It also helps to have passionate support. Local businessman and Havana, Cuba native Jorge Baldor, who founded the Latino Center for Leadership Development, is an ardent benefactor of La Rondalla.

“La Rondalla changes lives,” says Baldor, a graduate of Dallas’ Southern Methodist University. “It goes well beyond being a great after school music program. They bring students together from a number of schools to form a close bond with them and among them. Their lessons are life lessons, not just musical. Each student’s individual confidence is bolstered as they learn life skills and social skills among each other and while performing for the community.”

Kids come in from more than just Oak Cliff. Rondalla students make the trek from as far as Balch Springs, DeSoto and Mesquite. Community performances are plentiful, most recently La Rondalla opened the Oak Cliff Coalition for the Arts festivities at Oak Cliff’s Cedar Crest House. Past performances include the 2012 Conference for Community Arts Education at the Fairmont Dallas, TEDxSMU 2012 at the City Performance Hall, the 2013 Linz Award at the Hilton Anatole, and the 2014 U.S. Conference of Mayors, to name a few.
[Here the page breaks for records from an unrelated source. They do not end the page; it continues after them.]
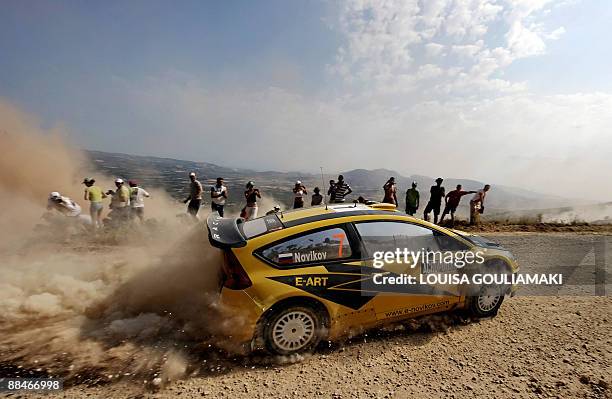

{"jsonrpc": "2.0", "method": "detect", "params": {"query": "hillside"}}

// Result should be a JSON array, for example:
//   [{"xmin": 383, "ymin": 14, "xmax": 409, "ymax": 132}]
[{"xmin": 87, "ymin": 151, "xmax": 588, "ymax": 214}]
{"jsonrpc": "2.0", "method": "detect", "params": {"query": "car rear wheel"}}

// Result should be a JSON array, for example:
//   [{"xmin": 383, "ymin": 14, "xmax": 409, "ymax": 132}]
[
  {"xmin": 263, "ymin": 306, "xmax": 323, "ymax": 355},
  {"xmin": 469, "ymin": 285, "xmax": 504, "ymax": 317}
]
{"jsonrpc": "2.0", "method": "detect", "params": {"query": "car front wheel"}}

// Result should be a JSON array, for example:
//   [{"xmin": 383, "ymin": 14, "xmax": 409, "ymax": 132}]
[
  {"xmin": 263, "ymin": 306, "xmax": 323, "ymax": 355},
  {"xmin": 469, "ymin": 285, "xmax": 504, "ymax": 317}
]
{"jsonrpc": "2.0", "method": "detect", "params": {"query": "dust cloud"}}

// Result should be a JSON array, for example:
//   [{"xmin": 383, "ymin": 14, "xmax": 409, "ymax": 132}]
[{"xmin": 0, "ymin": 100, "xmax": 239, "ymax": 385}]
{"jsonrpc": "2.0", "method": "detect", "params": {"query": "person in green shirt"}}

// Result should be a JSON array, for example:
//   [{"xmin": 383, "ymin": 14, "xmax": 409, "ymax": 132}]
[
  {"xmin": 406, "ymin": 181, "xmax": 420, "ymax": 216},
  {"xmin": 106, "ymin": 179, "xmax": 130, "ymax": 223},
  {"xmin": 83, "ymin": 177, "xmax": 106, "ymax": 229}
]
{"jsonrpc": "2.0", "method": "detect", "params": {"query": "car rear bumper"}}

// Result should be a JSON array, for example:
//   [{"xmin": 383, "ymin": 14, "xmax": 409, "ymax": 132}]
[{"xmin": 219, "ymin": 287, "xmax": 264, "ymax": 345}]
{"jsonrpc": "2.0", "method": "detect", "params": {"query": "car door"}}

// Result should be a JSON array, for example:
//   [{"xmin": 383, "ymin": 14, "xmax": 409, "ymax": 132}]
[
  {"xmin": 255, "ymin": 224, "xmax": 374, "ymax": 330},
  {"xmin": 354, "ymin": 221, "xmax": 460, "ymax": 321}
]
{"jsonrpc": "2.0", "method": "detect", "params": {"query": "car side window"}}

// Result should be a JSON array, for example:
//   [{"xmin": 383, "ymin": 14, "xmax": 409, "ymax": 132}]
[
  {"xmin": 355, "ymin": 222, "xmax": 440, "ymax": 256},
  {"xmin": 434, "ymin": 231, "xmax": 470, "ymax": 252},
  {"xmin": 261, "ymin": 227, "xmax": 352, "ymax": 266}
]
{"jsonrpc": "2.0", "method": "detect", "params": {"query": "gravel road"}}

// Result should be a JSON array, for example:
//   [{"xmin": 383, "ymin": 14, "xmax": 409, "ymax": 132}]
[{"xmin": 21, "ymin": 233, "xmax": 612, "ymax": 398}]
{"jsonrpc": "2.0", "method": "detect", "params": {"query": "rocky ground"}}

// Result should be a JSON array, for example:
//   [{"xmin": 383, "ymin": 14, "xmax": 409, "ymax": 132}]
[{"xmin": 8, "ymin": 233, "xmax": 612, "ymax": 398}]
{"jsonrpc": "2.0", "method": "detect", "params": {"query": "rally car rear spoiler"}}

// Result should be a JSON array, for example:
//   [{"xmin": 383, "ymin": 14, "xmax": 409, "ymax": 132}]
[{"xmin": 206, "ymin": 213, "xmax": 246, "ymax": 249}]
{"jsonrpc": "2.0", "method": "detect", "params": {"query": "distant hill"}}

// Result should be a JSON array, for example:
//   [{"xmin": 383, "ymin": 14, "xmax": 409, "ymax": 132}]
[
  {"xmin": 86, "ymin": 151, "xmax": 588, "ymax": 213},
  {"xmin": 344, "ymin": 169, "xmax": 577, "ymax": 209}
]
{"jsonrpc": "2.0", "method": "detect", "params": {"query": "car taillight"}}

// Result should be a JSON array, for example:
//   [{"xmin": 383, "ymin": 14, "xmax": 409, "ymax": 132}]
[{"xmin": 223, "ymin": 249, "xmax": 253, "ymax": 290}]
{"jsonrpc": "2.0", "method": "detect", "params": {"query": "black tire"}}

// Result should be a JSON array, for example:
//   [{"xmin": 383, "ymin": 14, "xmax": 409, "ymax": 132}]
[
  {"xmin": 468, "ymin": 285, "xmax": 504, "ymax": 318},
  {"xmin": 262, "ymin": 305, "xmax": 326, "ymax": 355}
]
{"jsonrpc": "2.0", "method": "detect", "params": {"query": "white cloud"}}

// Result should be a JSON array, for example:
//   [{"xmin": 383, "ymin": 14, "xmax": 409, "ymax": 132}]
[
  {"xmin": 424, "ymin": 43, "xmax": 444, "ymax": 57},
  {"xmin": 331, "ymin": 0, "xmax": 565, "ymax": 95}
]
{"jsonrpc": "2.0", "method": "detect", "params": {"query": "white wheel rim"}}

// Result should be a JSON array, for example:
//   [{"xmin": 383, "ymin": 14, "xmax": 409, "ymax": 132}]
[
  {"xmin": 478, "ymin": 286, "xmax": 501, "ymax": 312},
  {"xmin": 272, "ymin": 311, "xmax": 315, "ymax": 351}
]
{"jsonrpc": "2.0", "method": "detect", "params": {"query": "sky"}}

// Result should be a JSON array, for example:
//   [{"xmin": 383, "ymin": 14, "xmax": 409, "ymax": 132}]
[{"xmin": 0, "ymin": 0, "xmax": 612, "ymax": 201}]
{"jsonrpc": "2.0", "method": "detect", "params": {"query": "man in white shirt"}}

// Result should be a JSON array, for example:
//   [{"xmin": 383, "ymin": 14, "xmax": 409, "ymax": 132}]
[
  {"xmin": 128, "ymin": 180, "xmax": 151, "ymax": 223},
  {"xmin": 210, "ymin": 177, "xmax": 227, "ymax": 217},
  {"xmin": 47, "ymin": 191, "xmax": 91, "ymax": 226},
  {"xmin": 470, "ymin": 184, "xmax": 491, "ymax": 225},
  {"xmin": 47, "ymin": 191, "xmax": 81, "ymax": 217}
]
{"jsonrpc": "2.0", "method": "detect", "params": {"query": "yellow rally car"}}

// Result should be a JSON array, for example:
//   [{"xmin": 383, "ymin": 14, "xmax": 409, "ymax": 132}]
[{"xmin": 207, "ymin": 203, "xmax": 518, "ymax": 355}]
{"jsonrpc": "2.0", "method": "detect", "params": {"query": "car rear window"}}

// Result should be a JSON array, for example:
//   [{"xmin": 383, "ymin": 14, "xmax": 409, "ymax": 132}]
[{"xmin": 261, "ymin": 227, "xmax": 352, "ymax": 265}]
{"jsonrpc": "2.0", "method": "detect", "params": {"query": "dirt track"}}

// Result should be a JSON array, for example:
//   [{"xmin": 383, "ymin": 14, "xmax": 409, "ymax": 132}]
[{"xmin": 17, "ymin": 233, "xmax": 612, "ymax": 398}]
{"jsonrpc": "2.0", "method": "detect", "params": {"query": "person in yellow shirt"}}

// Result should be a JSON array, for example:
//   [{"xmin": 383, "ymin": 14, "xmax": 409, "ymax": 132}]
[
  {"xmin": 106, "ymin": 178, "xmax": 130, "ymax": 223},
  {"xmin": 83, "ymin": 177, "xmax": 106, "ymax": 229}
]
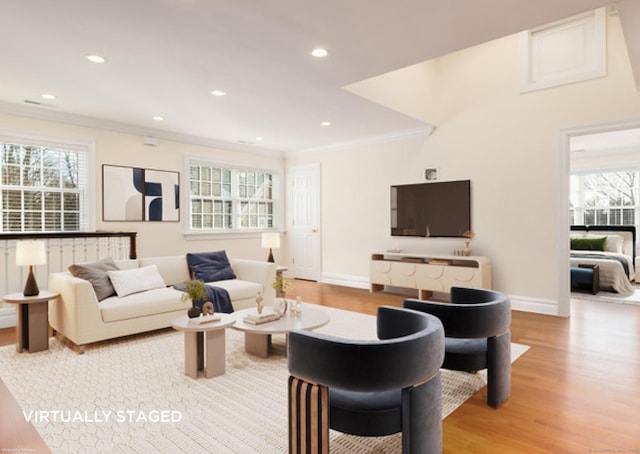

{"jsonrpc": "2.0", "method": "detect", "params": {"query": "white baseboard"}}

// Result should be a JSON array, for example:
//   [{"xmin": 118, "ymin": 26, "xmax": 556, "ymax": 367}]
[
  {"xmin": 0, "ymin": 306, "xmax": 16, "ymax": 329},
  {"xmin": 509, "ymin": 295, "xmax": 559, "ymax": 316},
  {"xmin": 320, "ymin": 273, "xmax": 370, "ymax": 290},
  {"xmin": 320, "ymin": 273, "xmax": 559, "ymax": 316}
]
Professional showcases cap the communal spirit of playing together during the daily two-hour workshops. Karina Fuentes, 16, keeps soaking up that positive energy. Fuentes, who attends Mesquite’s Poteet High School and is a four-year La Rondalla student, studies drums and guitar. She also plays piano and marvels as the musical diversity that defines her Rondalla experience.

“The teachers put a lot of effort into trying to teach kids music and build up their creativity,” says Fuentes, who plans to be a nurse practitioner. “I like the teaching style because they are like jazz players and there are a lot of musical styles in it. To be able to play a song you have to practice, so it’s like staying in school.”

Jose Christopher Torres, 18 and a student at Oak Cliff Faith Family Academy, also studies drums and guitar at Rondalla. In his spare time he composes classical pieces on the piano. Torres feels the connection that music creates; he revels in the communal learning atmosphere he shares with his Rondalla classmates.

“It’s helpful for me and for others because I learn something that they didn’t pick up and I can teach it to them later instead of interrupting the class,” says Torres, who is interested in entomology and astrophysics. “It is a community so we all learn together as one. It’s a feeling of one. Our feelings are united toward music.”